The production of large-scale, 3D-printed thermoplastic composite parts has proved that additive manufacturing (AM) can reduce the time, material and labor required to make tooling and other products. But these thermoplastic-printed parts have limitations; for example, they don’t hold up well in high-heat applications.
Thermoset composite materials could be used to overcome some of the problems in such applications, but until recently there’s been no large-scale additive manufacturing process for thermosets. Now there is. Over the last few years, Oak Ridge National Laboratory (ORNL) and Magnum Venus Products (MVP) co-developed the world’s first commercial, thermoset Reactive Additive Manufacturing (RAM) machine and partnered with Polynt Composites USA to develop a novel print material. The system can print parts as large as 8 x 16 x 3.5 feet.
Each of the partners brought experience and expertise to the RAM creation process. ORNL helped develop the Big Area Additive Manufacturing system (BAAM) for printing 3D thermoplastic parts. MVP has decades of experience in pumping solutions for composite manufacturing and in large-scale, automated production systems. Polymer chemistry supplier Polynt has developed coatings for 3D thermoplastic parts.
While their knowledge of 3D thermoplastic printing was helpful, the team had to develop a very different printing process for RAM. In thermoplastic 3D printing, heat is the key. The equipment melts a polymer material (continuous filament or pellets) so that it can flow through a nozzle that deposits it, layer by layer, on a heated printer table.
RAM, however, is an ambient temperature system that uses pumpable liquids to manufacture thermoset parts. Its raw materials include a formulated polymer with reinforcing fibers (the A side) and a peroxide initiator (the B side). The two sides are brought together in a mixer, beginning an exothermic reaction that continues as the mixture, which has the consistency of toothpaste, is deposited through a nozzle onto the printer table. A gantry moves the nozzle around the printer table, which lowers to accommodate the part’s growing height as the layers are added.
Polynt formulated PRD 1520 specifically for the RAM process, says Rick Pauer, applications specialist, Polynt Composites USA. The polymer/initiator mixture had to be void free, curable and able to set up rapidly so it didn’t slump or liquefy during the printing process.
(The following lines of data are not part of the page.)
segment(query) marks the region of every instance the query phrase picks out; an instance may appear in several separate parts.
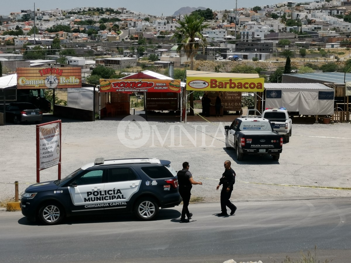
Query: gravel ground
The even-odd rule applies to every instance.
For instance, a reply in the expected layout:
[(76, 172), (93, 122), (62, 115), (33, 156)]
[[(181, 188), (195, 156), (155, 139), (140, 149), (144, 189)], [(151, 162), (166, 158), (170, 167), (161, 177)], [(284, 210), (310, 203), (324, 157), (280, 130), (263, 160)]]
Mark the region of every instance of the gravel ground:
[[(46, 115), (44, 121), (52, 117)], [(229, 123), (63, 122), (62, 178), (100, 157), (168, 160), (177, 170), (187, 161), (194, 179), (203, 183), (194, 186), (193, 197), (218, 202), (216, 186), (223, 163), (229, 160), (237, 174), (231, 198), (234, 203), (350, 195), (349, 190), (278, 185), (351, 188), (350, 123), (293, 124), (293, 136), (284, 143), (278, 161), (269, 156), (249, 156), (237, 162), (234, 151), (225, 148), (224, 126)], [(20, 193), (35, 182), (35, 125), (0, 126), (0, 201), (4, 201), (14, 197), (15, 181)], [(57, 166), (40, 172), (41, 181), (57, 178)]]

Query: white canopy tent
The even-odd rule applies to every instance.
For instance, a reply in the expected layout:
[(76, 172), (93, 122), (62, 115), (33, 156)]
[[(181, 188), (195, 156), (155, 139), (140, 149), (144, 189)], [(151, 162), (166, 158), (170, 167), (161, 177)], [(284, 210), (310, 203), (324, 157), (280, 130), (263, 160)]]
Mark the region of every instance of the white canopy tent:
[(320, 83), (265, 83), (266, 108), (304, 115), (334, 114), (334, 89)]

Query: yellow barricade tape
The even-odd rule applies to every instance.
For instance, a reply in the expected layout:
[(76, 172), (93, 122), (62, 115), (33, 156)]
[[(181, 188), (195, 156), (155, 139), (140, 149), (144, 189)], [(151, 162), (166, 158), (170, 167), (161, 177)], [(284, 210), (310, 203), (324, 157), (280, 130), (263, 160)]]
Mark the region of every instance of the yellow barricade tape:
[[(208, 178), (206, 177), (202, 177), (204, 179), (208, 179), (210, 180), (217, 180), (219, 181), (219, 179), (214, 179), (213, 178)], [(293, 187), (305, 187), (307, 188), (318, 188), (322, 189), (332, 189), (336, 190), (351, 190), (351, 187), (333, 187), (329, 186), (297, 186), (294, 184), (279, 184), (274, 183), (254, 183), (252, 182), (243, 182), (243, 181), (237, 181), (239, 183), (255, 183), (257, 184), (265, 184), (268, 186), (291, 186)]]

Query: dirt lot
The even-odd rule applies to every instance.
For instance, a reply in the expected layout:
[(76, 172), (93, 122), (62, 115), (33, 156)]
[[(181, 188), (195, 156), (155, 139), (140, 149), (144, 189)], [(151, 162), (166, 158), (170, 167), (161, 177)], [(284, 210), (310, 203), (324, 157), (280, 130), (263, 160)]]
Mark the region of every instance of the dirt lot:
[[(53, 120), (46, 115), (45, 121)], [(290, 142), (278, 161), (270, 156), (246, 157), (237, 162), (225, 148), (224, 125), (229, 122), (180, 122), (63, 120), (62, 177), (97, 157), (155, 157), (169, 160), (176, 169), (190, 162), (194, 179), (193, 196), (218, 201), (215, 190), (223, 163), (232, 161), (237, 182), (233, 200), (350, 197), (350, 190), (279, 185), (351, 188), (351, 124), (293, 124)], [(13, 198), (35, 182), (35, 126), (0, 126), (0, 200)], [(126, 146), (124, 144), (128, 145)], [(41, 181), (57, 178), (57, 166), (40, 173)]]

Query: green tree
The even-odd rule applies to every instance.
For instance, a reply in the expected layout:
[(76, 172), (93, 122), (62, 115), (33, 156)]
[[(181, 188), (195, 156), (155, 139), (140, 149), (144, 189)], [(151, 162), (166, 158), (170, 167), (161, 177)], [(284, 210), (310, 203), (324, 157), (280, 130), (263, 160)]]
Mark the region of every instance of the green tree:
[(114, 25), (112, 27), (112, 30), (113, 32), (116, 33), (119, 28), (119, 26), (118, 25)]
[[(197, 14), (185, 15), (184, 20), (178, 21), (180, 26), (176, 28), (176, 32), (171, 39), (176, 39), (179, 43), (177, 51), (184, 52), (190, 59), (190, 70), (194, 70), (194, 57), (197, 50), (204, 49), (207, 42), (206, 37), (201, 33), (210, 25), (205, 22), (205, 19)], [(197, 41), (197, 38), (199, 41)], [(200, 42), (201, 41), (201, 42)], [(190, 115), (194, 115), (194, 96), (190, 94)]]
[(277, 19), (279, 18), (279, 16), (275, 13), (272, 13), (271, 14), (271, 17), (273, 19)]
[(291, 50), (288, 50), (287, 49), (283, 50), (280, 53), (280, 54), (281, 55), (286, 57), (293, 57), (295, 55), (295, 53), (293, 52)]
[(146, 45), (146, 39), (145, 38), (140, 38), (138, 40), (138, 45)]
[(101, 77), (101, 79), (110, 79), (112, 75), (115, 74), (114, 69), (100, 65), (98, 65), (91, 73), (92, 75), (98, 75)]
[(27, 35), (30, 36), (34, 34), (34, 30), (35, 31), (35, 34), (39, 34), (39, 30), (38, 29), (38, 28), (36, 26), (34, 26), (27, 33)]
[(151, 54), (149, 56), (149, 60), (151, 61), (157, 61), (158, 60), (158, 56), (155, 54)]
[(56, 61), (59, 64), (67, 64), (66, 61), (66, 57), (64, 56), (60, 56), (57, 60)]
[(321, 48), (320, 50), (319, 50), (319, 54), (320, 54), (320, 55), (323, 57), (326, 56), (327, 53), (325, 51), (325, 49), (323, 48)]
[(261, 8), (261, 7), (259, 6), (254, 6), (252, 8), (252, 11), (254, 11), (255, 13), (257, 13), (258, 11), (261, 11), (261, 10), (262, 8)]
[(140, 46), (138, 47), (138, 48), (137, 49), (137, 51), (139, 53), (139, 56), (141, 56), (143, 55), (144, 52), (145, 51), (145, 47), (143, 47), (142, 46)]
[(278, 41), (279, 46), (287, 46), (291, 43), (291, 41), (289, 39), (280, 39)]
[(289, 74), (291, 72), (291, 62), (290, 57), (289, 56), (286, 58), (285, 67), (284, 67), (284, 74)]
[(326, 63), (319, 67), (323, 72), (332, 72), (339, 69), (339, 66), (336, 63)]
[(306, 55), (306, 49), (300, 48), (299, 50), (299, 53), (301, 55), (301, 56), (305, 56)]
[(87, 78), (87, 82), (92, 85), (99, 85), (99, 80), (100, 78), (101, 77), (99, 75), (91, 75)]
[(269, 76), (269, 82), (271, 83), (281, 83), (282, 75), (284, 72), (284, 68), (278, 68)]
[(285, 24), (286, 22), (286, 15), (285, 13), (280, 16), (280, 22)]
[(212, 9), (208, 8), (205, 10), (199, 9), (191, 12), (191, 15), (197, 14), (200, 16), (204, 18), (205, 20), (212, 20), (213, 19), (213, 13)]
[(92, 35), (96, 35), (98, 34), (98, 31), (97, 31), (96, 29), (94, 29), (94, 28), (90, 28), (88, 29), (88, 31), (87, 31), (86, 33), (88, 34), (88, 35), (91, 36)]
[(8, 39), (6, 41), (5, 45), (6, 46), (13, 46), (15, 45), (15, 41), (13, 41), (13, 38), (12, 38), (11, 39)]

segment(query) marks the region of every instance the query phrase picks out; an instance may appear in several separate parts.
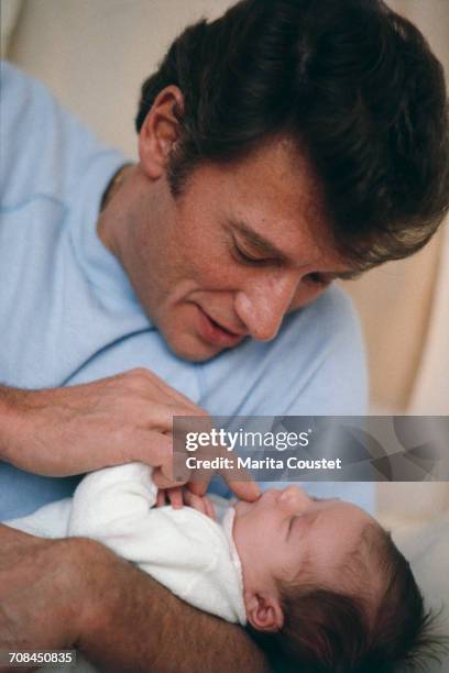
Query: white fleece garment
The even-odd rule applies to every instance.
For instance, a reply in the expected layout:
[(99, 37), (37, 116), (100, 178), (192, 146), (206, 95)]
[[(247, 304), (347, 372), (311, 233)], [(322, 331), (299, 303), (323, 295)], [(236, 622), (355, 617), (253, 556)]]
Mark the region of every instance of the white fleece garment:
[(221, 523), (191, 507), (156, 508), (157, 489), (151, 473), (143, 463), (92, 472), (73, 498), (6, 523), (43, 537), (94, 538), (190, 605), (244, 626), (233, 507), (227, 509)]

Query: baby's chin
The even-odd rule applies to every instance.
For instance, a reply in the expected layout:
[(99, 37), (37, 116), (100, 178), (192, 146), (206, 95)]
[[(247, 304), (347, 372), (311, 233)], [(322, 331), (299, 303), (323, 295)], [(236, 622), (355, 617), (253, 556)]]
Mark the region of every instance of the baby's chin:
[(245, 503), (244, 500), (239, 500), (238, 503), (236, 503), (236, 505), (233, 506), (236, 510), (236, 519), (239, 519), (240, 517), (245, 515), (253, 508), (253, 506), (254, 503)]

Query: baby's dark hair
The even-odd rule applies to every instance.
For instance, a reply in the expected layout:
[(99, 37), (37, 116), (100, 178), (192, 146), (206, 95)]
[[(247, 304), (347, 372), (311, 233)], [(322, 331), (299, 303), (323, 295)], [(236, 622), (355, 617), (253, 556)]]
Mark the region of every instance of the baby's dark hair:
[[(405, 665), (424, 671), (427, 658), (438, 660), (445, 651), (443, 639), (431, 633), (435, 615), (390, 533), (370, 523), (363, 542), (342, 570), (342, 586), (349, 572), (357, 592), (281, 583), (282, 629), (261, 633), (250, 627), (276, 671), (392, 673)], [(382, 587), (374, 600), (373, 580)]]

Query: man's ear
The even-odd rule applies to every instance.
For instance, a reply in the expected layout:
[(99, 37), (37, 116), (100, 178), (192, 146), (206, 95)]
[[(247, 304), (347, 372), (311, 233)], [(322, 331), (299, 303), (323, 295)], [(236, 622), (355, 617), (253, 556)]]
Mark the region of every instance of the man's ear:
[(245, 596), (247, 617), (251, 626), (258, 631), (274, 632), (282, 629), (284, 614), (281, 603), (274, 595), (252, 594)]
[(157, 95), (146, 114), (139, 135), (139, 156), (151, 179), (164, 172), (173, 144), (179, 135), (177, 114), (183, 113), (184, 98), (178, 87), (169, 86)]

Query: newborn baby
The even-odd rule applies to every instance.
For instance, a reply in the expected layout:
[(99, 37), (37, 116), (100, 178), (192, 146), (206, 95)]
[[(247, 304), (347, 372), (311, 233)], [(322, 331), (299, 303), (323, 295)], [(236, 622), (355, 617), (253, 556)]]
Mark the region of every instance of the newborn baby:
[(248, 626), (283, 671), (381, 671), (421, 641), (428, 618), (409, 565), (354, 505), (288, 486), (228, 504), (218, 522), (156, 498), (151, 468), (131, 463), (8, 523), (99, 540), (194, 606)]

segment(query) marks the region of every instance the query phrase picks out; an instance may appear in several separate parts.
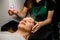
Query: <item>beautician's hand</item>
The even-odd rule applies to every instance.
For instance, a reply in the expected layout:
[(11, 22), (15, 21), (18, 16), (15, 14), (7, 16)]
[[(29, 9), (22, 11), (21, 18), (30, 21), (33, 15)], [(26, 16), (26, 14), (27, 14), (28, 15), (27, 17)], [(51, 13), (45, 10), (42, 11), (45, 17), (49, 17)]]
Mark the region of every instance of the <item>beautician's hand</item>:
[(17, 13), (18, 13), (18, 11), (15, 10), (15, 9), (9, 9), (9, 10), (8, 10), (8, 14), (9, 14), (10, 16), (12, 16), (12, 15), (14, 15), (14, 14), (17, 14)]
[(35, 33), (38, 29), (41, 28), (42, 22), (37, 22), (37, 24), (32, 28), (32, 33)]

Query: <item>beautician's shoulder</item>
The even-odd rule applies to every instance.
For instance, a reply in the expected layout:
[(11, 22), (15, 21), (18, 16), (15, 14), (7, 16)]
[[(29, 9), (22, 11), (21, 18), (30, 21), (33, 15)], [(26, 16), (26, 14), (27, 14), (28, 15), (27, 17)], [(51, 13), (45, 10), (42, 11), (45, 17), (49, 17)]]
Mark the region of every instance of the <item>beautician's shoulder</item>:
[(47, 0), (47, 9), (54, 10), (55, 9), (55, 2), (53, 2), (52, 0)]

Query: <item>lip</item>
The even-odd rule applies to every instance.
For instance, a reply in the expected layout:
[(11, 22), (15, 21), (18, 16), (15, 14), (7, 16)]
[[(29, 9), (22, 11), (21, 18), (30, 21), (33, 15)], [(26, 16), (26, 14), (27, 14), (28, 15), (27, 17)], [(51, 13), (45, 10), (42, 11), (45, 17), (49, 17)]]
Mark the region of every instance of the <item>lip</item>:
[(26, 25), (25, 22), (21, 22), (21, 24)]

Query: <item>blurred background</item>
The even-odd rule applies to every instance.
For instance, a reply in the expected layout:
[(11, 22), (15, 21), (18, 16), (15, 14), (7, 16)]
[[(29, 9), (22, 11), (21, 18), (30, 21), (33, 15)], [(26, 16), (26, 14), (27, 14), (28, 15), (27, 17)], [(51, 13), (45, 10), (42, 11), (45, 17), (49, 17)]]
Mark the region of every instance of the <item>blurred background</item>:
[(14, 8), (20, 11), (25, 0), (0, 0), (0, 31), (1, 26), (14, 20), (14, 17), (9, 16), (8, 9), (13, 5)]

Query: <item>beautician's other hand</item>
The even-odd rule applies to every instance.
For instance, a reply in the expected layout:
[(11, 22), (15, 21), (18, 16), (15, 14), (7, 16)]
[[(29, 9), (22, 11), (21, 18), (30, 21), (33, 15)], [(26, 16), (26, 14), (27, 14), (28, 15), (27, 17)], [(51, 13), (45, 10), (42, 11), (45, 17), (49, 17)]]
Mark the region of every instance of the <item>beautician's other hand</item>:
[(15, 10), (15, 9), (9, 9), (9, 10), (8, 10), (8, 14), (9, 14), (10, 16), (12, 16), (12, 15), (14, 15), (14, 14), (17, 14), (17, 13), (18, 13), (18, 11)]
[(32, 28), (32, 33), (35, 33), (38, 29), (41, 28), (42, 22), (37, 22), (36, 25)]

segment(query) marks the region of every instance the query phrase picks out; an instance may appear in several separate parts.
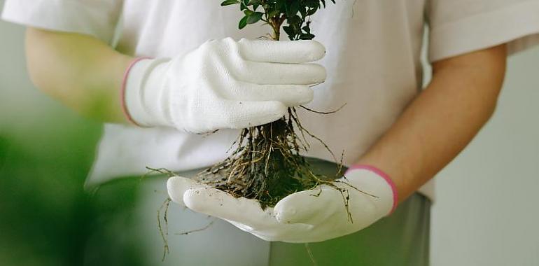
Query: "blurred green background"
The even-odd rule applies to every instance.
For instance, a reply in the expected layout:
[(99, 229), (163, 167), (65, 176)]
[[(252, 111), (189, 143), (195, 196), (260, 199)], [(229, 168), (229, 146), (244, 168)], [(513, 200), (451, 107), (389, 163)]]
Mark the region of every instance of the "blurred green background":
[[(102, 125), (34, 88), (23, 27), (0, 36), (0, 265), (80, 265)], [(510, 59), (494, 116), (437, 176), (433, 265), (539, 265), (538, 74), (539, 48)]]
[(0, 22), (0, 265), (80, 264), (102, 126), (32, 86), (22, 27)]

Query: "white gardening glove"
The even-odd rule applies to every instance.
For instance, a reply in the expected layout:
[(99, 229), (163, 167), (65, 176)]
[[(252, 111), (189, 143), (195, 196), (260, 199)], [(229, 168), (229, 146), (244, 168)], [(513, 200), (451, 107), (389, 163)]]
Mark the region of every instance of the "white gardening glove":
[(314, 41), (209, 41), (172, 59), (135, 62), (124, 80), (124, 111), (143, 127), (202, 133), (278, 120), (313, 98), (326, 69)]
[(360, 230), (391, 214), (396, 206), (393, 182), (376, 168), (352, 167), (344, 176), (339, 179), (343, 183), (335, 184), (348, 192), (344, 193), (344, 198), (349, 196), (348, 211), (343, 195), (327, 185), (290, 195), (265, 210), (255, 200), (234, 198), (183, 177), (170, 178), (167, 188), (174, 202), (227, 220), (264, 240), (316, 242)]

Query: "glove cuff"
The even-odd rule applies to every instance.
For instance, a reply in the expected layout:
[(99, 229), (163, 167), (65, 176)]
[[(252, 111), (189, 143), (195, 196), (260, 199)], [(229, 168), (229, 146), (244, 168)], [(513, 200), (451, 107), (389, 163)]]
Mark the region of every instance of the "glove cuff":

It had to maintain its viscous properties during the exothermic reaction and deliver all the mechanical properties that potential customers would want.
The team has printed several test parts on the RAM machine with the PRD 1520 formulation over the last year. ORNL and MVP have also been developing another thermoset printing process for RAM. It combines liquids from an epoxy resin line and a hardener line, but doesn’t include fiber, so it isn’t a composite material. Unlike most products produced using PRD 1520, these epoxy-printed parts require post-printing curing in an oven.